Wir wünschen allen viel Erfolg im neuen Jahr.
Ich habe eine schöne Liste mit verrückten Vorsätzen gefunden – einer der wichtigsten: Keine guten Vorsätze! Ganz ehrlich: Wer etwas ändern will, kann und sollte damit sofort starten. Es ist doch schon eine Art des Aufschiebens, wir unbedingt bis zum 1.1. damit warten, oder? Hier die Liste: https://eu-joy.com/verrueckte-neujahrsvorsaetze-2020-twitter-instagram/
Nach lagen grübeln habe ich beschlossen, dass ich mich 2020 endlich der Kunst widmen werde.
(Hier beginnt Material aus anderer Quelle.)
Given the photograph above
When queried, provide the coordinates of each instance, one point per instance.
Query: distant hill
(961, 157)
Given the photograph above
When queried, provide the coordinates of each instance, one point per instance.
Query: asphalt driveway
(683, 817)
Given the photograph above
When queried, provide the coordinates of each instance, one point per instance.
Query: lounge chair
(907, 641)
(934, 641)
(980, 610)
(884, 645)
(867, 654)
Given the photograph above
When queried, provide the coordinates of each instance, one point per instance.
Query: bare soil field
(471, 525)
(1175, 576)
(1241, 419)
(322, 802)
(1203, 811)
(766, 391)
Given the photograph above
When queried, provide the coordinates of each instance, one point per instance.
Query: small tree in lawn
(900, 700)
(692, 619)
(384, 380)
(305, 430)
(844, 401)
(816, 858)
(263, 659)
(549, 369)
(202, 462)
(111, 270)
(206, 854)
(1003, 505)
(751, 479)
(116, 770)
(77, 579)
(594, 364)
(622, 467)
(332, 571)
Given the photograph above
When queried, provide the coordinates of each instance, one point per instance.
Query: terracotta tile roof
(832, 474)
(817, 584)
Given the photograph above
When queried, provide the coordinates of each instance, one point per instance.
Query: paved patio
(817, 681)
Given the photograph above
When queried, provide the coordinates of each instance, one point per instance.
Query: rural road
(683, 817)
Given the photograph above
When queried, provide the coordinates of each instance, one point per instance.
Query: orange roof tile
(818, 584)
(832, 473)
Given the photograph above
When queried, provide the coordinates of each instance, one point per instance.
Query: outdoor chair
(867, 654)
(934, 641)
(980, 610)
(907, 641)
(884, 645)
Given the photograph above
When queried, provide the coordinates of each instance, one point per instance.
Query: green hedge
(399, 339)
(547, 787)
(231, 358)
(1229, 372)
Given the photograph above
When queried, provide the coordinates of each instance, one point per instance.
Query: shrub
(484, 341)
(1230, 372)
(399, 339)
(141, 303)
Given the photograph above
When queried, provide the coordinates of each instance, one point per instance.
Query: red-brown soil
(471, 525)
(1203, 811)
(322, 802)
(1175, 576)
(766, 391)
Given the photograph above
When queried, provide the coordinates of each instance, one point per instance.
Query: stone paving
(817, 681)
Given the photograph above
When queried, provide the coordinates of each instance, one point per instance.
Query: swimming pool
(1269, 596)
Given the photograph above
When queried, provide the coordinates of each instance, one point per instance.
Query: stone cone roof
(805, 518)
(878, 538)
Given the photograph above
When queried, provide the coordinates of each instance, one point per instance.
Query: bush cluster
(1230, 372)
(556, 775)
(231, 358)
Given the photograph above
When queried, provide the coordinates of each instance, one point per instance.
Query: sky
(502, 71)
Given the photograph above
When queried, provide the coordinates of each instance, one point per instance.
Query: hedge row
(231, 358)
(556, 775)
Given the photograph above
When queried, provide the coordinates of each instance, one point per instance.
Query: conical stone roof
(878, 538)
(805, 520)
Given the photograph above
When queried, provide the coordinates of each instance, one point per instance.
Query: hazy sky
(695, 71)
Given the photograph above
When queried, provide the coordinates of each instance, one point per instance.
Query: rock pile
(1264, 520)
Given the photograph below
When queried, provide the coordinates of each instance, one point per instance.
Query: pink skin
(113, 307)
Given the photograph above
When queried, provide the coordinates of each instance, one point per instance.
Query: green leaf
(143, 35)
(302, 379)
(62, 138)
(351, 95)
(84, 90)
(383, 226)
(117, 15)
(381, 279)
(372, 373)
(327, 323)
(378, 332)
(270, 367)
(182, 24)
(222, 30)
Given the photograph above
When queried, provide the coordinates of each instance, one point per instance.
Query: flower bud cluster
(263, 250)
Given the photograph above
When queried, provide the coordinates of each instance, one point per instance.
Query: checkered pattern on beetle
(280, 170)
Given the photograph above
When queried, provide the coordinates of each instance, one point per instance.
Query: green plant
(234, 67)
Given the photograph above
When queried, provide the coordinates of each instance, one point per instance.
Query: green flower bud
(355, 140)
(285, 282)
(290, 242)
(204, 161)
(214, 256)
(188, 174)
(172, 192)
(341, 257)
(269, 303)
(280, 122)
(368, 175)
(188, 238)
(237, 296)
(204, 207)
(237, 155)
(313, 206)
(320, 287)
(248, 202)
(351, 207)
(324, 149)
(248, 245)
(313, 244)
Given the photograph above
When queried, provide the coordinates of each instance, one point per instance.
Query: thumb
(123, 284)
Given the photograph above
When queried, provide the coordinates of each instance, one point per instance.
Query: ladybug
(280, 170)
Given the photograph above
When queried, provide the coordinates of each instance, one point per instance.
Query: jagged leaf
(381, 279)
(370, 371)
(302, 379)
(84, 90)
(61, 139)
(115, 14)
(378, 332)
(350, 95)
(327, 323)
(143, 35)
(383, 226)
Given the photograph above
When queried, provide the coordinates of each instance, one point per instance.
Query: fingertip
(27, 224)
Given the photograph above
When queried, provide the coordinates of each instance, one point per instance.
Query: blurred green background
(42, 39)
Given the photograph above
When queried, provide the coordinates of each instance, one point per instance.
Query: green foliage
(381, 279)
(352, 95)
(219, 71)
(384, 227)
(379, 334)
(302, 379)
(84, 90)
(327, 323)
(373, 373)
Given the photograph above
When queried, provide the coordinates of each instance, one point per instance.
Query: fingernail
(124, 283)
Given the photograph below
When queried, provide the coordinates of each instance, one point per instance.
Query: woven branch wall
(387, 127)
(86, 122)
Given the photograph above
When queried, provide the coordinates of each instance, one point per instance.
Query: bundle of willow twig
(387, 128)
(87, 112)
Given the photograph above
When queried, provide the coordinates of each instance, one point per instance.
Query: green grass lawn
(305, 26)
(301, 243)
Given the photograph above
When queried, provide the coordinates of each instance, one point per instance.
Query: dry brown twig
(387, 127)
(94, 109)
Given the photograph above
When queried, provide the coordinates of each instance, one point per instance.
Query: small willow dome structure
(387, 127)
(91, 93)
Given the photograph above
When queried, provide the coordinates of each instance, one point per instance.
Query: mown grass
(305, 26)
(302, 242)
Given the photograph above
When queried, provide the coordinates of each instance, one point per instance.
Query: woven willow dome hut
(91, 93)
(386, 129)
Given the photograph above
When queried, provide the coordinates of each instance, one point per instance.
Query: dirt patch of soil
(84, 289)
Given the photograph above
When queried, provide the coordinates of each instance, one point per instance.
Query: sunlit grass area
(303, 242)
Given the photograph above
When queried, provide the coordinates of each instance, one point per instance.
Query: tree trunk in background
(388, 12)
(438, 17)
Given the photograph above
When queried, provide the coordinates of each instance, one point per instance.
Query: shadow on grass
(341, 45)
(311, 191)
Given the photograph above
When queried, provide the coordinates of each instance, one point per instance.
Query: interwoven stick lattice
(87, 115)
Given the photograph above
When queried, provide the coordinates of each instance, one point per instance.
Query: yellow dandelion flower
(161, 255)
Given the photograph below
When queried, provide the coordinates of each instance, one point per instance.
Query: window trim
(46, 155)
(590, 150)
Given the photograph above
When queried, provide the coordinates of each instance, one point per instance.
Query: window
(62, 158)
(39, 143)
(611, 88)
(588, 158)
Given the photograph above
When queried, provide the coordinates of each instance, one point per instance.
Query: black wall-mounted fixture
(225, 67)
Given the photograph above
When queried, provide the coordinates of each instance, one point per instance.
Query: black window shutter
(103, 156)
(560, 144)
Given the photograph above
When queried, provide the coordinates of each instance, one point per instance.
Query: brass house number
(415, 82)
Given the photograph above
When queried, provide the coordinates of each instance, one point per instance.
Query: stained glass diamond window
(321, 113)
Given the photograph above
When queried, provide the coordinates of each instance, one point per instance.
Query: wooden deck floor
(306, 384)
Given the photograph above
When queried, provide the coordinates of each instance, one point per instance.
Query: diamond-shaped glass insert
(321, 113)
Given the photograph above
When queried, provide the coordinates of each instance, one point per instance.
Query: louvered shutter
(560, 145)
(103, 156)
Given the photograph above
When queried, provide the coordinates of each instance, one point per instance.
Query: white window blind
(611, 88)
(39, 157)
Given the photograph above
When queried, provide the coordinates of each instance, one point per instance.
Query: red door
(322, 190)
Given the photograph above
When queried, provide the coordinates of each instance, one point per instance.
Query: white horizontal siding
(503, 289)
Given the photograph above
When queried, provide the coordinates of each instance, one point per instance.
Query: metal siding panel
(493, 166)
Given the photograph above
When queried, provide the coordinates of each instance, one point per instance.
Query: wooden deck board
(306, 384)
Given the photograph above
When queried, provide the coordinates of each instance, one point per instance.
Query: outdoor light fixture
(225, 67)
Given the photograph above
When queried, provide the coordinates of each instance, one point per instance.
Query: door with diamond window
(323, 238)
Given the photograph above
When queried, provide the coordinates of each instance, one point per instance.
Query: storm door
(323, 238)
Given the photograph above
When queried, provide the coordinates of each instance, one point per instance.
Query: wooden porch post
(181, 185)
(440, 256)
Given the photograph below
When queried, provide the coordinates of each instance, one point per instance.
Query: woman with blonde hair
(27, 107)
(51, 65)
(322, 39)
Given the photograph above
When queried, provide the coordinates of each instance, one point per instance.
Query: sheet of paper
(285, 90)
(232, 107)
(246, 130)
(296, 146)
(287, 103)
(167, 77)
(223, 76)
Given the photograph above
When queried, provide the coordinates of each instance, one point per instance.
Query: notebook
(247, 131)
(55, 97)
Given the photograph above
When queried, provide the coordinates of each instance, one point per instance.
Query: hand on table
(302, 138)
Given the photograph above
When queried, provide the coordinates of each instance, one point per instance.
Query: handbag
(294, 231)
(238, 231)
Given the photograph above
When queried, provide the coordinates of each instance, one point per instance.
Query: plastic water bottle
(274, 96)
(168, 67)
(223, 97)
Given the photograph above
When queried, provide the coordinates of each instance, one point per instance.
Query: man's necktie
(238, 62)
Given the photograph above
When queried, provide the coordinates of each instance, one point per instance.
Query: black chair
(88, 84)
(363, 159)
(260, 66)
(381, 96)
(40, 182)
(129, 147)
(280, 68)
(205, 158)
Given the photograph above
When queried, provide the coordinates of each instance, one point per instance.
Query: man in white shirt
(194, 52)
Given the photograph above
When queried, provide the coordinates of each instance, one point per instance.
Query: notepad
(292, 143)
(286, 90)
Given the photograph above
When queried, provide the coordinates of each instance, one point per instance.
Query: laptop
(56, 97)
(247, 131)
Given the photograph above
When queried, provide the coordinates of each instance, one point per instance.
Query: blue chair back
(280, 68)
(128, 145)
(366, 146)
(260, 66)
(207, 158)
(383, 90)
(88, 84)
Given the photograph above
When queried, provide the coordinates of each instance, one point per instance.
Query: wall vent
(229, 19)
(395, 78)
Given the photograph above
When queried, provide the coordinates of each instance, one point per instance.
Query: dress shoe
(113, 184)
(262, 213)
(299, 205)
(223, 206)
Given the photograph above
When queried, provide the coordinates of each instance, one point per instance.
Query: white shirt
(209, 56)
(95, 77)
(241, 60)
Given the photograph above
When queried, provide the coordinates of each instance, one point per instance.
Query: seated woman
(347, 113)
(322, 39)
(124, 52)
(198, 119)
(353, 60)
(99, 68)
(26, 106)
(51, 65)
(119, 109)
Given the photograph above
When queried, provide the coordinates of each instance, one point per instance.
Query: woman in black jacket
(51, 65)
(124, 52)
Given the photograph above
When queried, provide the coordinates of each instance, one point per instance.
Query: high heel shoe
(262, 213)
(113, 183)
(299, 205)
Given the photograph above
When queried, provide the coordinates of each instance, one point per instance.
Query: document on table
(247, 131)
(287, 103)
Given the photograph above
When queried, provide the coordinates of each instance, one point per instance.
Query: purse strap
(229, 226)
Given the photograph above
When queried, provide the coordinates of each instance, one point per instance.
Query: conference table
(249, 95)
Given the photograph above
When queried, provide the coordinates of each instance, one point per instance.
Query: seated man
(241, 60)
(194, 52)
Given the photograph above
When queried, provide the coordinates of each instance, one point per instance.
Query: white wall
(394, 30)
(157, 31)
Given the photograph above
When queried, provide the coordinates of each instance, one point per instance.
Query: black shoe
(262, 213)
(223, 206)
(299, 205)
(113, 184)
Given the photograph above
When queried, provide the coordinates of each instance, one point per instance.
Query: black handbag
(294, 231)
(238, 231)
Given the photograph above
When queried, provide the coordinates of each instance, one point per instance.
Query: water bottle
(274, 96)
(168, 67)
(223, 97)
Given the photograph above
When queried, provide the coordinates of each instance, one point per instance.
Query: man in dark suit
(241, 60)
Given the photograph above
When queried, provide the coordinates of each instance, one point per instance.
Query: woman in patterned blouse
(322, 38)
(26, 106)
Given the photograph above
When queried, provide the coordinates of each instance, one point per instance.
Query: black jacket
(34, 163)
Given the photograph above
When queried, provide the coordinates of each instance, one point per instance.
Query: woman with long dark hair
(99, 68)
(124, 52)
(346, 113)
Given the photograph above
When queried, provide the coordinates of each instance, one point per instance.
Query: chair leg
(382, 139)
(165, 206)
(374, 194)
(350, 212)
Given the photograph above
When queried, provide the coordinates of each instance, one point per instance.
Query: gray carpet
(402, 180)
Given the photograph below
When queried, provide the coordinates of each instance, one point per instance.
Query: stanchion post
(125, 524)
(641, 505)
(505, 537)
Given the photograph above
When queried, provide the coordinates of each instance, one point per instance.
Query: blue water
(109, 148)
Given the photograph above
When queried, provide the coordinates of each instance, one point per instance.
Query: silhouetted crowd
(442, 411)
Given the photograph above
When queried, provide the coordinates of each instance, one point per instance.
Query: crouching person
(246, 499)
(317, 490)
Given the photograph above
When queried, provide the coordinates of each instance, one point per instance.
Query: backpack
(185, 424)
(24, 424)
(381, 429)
Was sowohl einen deutlichen Umbau meiner Sichtbarkeit mit Website und Social Media nach sich ziehen wird, aber auch ein in großen Teilen neues Netzwerk brauchen wird. Heißt ich starte quasi bei Null (Komma Fünf), oder so. Da wartet viel Arbeit auf mich, auf die ich mich allerdings sehr freue, auch wenn sie viel innere Arbeit bedeuten wird. Vielleicht so eine Art Selbstwerdung, viel mehr als mit meiner bisherigen Tätigkeit.